When m’lady and I moved from downtown Ottawa to rural Newfoundland we knew our entertainment options would plummet and we were quite prepared for it. But we also figured that overnighters to see live music in the big city (aka “St. John’s” aaka “Town”) would become a rather common occurrence, and that we would soon be intimately familiar with all the local music haunts and the best/cheapest hotel options.
But then just a few months after we began our resettlement covid kneecapped our (and all of humanity’s) plans. Stupid covid.
But here, finally, on October 22nd, 2021, after more than twenty months of mask-wearing, window-staring, binge-watching and thumb-twiddling, a planet-saving vaccine had made sufficient rounds through the relatively isolated benevolent and acquiescent population of the eighteenth-biggest island in the world so we drove a hundred kilometres along the inappropriately-named Trans-Canada Highway to the very east of Newfoundland and checked into The Duckworth. The room cost us just $80 for the night and was only one short stumbling block from George Street, Newfoundland’s famous alcohol-fuelled avenue that is most notorious for having more drinking establishments per square foot than any other street in North America, even if it is just a snickeringly short two blocks long (take that, little tiny section of Bourbon Street).
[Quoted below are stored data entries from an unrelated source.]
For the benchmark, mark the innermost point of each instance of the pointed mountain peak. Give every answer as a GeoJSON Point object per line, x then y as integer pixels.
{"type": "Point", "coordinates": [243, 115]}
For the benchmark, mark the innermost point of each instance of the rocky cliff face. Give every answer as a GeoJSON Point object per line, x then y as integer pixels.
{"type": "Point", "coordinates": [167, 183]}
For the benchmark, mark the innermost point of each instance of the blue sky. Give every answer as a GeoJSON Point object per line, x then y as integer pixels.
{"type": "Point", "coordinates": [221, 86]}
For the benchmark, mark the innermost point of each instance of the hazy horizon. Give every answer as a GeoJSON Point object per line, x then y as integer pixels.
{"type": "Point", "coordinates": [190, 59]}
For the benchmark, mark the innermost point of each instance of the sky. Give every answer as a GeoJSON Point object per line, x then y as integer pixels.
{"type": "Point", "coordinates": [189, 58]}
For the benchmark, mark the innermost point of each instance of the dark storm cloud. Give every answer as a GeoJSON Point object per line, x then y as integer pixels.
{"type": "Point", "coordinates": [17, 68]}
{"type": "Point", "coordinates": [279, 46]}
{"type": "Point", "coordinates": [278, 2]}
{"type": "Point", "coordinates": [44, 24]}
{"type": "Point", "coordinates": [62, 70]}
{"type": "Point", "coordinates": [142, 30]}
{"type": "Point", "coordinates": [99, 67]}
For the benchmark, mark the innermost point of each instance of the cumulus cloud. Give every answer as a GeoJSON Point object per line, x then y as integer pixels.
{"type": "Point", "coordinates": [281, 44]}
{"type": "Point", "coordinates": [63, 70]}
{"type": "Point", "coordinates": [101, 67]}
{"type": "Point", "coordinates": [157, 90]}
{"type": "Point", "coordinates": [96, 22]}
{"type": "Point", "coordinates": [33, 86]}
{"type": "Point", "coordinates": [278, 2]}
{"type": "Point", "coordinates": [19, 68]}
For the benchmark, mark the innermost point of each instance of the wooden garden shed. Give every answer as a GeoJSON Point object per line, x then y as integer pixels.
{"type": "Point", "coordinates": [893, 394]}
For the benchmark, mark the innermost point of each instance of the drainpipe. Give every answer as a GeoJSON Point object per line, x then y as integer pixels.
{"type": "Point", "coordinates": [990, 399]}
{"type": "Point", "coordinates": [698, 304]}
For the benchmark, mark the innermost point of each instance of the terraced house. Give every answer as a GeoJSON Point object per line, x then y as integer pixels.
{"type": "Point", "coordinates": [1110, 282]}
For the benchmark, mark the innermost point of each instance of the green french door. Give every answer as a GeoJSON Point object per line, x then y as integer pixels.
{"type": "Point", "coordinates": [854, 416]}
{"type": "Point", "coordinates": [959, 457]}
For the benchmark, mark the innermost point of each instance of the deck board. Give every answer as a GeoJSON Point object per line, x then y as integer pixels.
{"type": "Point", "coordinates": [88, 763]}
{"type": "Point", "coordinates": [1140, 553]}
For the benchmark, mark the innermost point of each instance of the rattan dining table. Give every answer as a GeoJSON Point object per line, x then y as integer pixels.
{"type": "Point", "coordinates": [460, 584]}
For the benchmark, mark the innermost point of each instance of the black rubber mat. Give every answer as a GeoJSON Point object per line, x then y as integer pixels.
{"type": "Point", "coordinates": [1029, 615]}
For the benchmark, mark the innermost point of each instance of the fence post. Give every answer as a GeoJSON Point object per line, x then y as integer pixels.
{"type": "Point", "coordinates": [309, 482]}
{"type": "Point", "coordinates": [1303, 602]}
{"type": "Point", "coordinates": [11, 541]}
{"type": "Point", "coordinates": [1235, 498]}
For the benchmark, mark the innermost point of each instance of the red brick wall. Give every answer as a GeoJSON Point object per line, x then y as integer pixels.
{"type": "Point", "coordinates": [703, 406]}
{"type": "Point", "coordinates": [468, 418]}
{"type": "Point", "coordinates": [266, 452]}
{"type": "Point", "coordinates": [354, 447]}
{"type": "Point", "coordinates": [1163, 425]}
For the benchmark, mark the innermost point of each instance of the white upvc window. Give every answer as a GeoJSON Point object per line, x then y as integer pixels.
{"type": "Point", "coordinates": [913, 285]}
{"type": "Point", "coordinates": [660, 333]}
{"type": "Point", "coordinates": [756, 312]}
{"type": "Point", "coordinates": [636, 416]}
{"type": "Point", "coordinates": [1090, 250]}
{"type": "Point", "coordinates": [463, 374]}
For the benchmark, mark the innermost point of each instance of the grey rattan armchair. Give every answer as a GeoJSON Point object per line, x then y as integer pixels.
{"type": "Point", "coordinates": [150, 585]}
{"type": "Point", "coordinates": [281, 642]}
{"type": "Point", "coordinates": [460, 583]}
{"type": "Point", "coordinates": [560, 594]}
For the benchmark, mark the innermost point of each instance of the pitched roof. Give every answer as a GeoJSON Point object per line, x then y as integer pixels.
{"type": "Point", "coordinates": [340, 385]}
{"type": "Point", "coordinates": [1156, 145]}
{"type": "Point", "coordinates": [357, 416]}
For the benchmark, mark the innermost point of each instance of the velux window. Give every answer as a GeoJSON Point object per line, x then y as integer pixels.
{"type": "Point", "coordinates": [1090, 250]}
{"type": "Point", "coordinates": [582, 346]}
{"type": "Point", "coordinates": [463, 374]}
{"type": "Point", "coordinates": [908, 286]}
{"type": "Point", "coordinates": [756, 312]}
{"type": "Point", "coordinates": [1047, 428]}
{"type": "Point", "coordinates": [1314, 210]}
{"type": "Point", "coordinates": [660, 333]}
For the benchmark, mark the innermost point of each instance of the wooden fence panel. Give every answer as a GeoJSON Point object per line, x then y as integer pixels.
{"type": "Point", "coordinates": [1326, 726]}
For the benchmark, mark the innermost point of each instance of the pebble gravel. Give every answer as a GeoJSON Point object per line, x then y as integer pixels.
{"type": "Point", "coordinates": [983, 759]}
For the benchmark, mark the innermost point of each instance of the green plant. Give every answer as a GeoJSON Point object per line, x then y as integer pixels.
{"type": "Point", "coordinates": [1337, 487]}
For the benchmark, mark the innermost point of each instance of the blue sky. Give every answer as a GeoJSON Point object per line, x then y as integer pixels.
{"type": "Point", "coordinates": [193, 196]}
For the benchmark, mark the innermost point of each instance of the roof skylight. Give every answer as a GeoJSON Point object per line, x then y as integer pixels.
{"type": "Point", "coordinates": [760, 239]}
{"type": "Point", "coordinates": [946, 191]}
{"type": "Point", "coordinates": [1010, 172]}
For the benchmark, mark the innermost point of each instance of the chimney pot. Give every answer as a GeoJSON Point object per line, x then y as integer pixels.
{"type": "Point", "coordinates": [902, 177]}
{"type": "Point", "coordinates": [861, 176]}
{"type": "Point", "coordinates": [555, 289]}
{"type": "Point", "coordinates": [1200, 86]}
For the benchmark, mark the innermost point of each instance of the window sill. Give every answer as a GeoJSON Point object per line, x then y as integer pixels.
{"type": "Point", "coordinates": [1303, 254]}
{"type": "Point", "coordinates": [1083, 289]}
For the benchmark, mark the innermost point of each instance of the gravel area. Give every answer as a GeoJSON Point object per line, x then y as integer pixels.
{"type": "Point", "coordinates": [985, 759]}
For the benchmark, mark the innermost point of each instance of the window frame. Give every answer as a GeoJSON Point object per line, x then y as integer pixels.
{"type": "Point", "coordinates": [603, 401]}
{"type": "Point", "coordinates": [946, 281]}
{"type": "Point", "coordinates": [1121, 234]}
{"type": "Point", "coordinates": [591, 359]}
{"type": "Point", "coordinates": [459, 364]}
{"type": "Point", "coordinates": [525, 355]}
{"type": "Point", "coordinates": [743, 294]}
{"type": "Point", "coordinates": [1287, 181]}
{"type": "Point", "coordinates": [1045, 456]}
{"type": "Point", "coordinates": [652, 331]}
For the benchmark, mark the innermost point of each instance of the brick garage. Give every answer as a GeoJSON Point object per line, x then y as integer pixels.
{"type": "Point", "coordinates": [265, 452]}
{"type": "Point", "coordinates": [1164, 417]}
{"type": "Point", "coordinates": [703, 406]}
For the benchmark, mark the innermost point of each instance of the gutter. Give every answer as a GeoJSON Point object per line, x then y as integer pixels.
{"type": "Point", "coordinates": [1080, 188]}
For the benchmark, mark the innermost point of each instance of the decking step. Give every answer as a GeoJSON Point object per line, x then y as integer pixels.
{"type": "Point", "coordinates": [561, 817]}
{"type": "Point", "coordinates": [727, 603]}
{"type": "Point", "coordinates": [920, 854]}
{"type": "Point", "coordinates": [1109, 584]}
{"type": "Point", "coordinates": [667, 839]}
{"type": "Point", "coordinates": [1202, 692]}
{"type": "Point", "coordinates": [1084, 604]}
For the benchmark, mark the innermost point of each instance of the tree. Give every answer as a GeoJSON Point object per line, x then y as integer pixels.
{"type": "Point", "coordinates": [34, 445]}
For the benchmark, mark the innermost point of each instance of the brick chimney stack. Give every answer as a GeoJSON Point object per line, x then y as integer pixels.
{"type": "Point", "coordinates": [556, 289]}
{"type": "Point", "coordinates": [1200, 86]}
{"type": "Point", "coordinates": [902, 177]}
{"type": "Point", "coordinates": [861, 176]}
We were in town to see a band I had never heard of called The Burning Hell at a bar we had never been to called The Rock House (which is at least a double entendre), the result of a slow facebook scroll that caught my attention. “Atlantic Canada Tour Kicks Off In St. John’s” was enough to get me to check out their website. The fact that their tour extended to include about forty dates in Europe was enough to get me to listen to a few tracks, and the lead singer’s slightly sardonic spoken-word style subtly reminiscent of Cake mixed with the cool part from I’m an Adult Now was enough for me to book a pair of $20 tickets.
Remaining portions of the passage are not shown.